Understanding the order of operations is crucial when simplifying numerical expressions. It's like giving directions to someone; if the steps are out of order, the destination may not be reached correctly. The order of operations, often remembered by the acronym PEMDAS, directs us to perform calculations in this order: Parentheses, Exponents, Multiplication and Division (from left to right), and Addition and Subtraction (from left to right).

For example, when we see an expression like \( -6 - (12 / -4) \), we must first address any calculations inside parentheses. This guidance ensures that we perform the division \( 12 / -4 \) before we move on to subtract from -6. By respecting this order, we prevent potential mistakes and arrive at the correct simplified expression.

Arithmetic operations form the basis of all mathematical calculations. The four primary operations are addition, subtraction, multiplication, and division. Each operation has a specific symbol and rule set governing its use. To simplify numerical expressions accurately, students must be proficient with these operations.

Take our expression \( -6 - (12 / -4) \). Here, we encounter both division and subtraction. Division is indicated by the symbol '/' and is the process of finding out how many times one number is contained within another. Upon executing the division \(12 / -4\), which equals \( -3 \), we then move to subtraction – indicated by the symbol '-'. Subtraction tells us to take away one quantity from another; in this case, we are taking \( -3 \), the result of the division, away from \( -6 \). Recognizing and applying these operations correctly is a key skill in mathematics.

Mathematical expressions are phrases that contain numbers, operations, and sometimes variables that represent a particular value.
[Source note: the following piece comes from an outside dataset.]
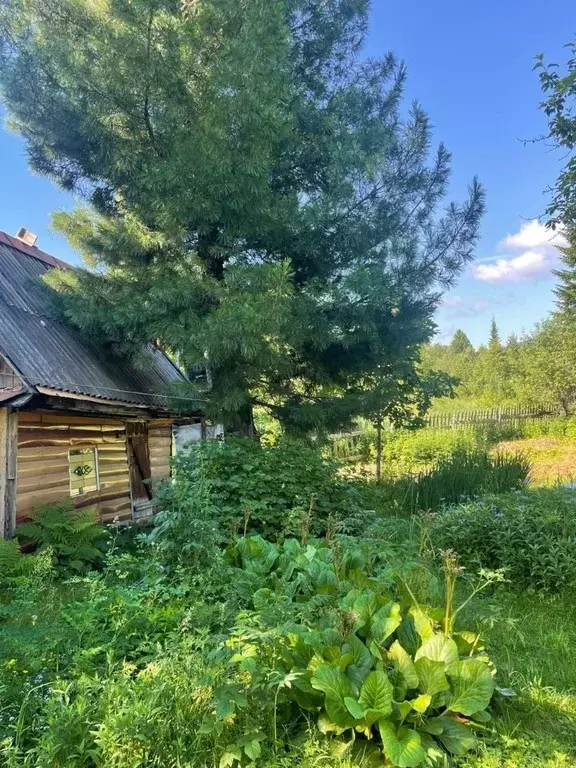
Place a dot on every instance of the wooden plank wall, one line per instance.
(160, 444)
(43, 476)
(8, 438)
Simplifying such expressions is akin to translating a complex sentence into a simple one while maintaining its original meaning. In our given problem, the expression \( -6 - (12 / -4) \) represents the actions to be taken to find the solution. The numerical expression conveys a mathematical idea in a compact form that can be worked through systematically.

Oftentimes, the complexity increases with the addition of variables, exponents, and multiple operations, but the basic principle remains: express and then simplify using the appropriate rules of arithmetic and the order of operations. Being adept at interpreting and simplifying expressions is an essential skill, helping students navigate through more advanced levels of mathematics with confidence.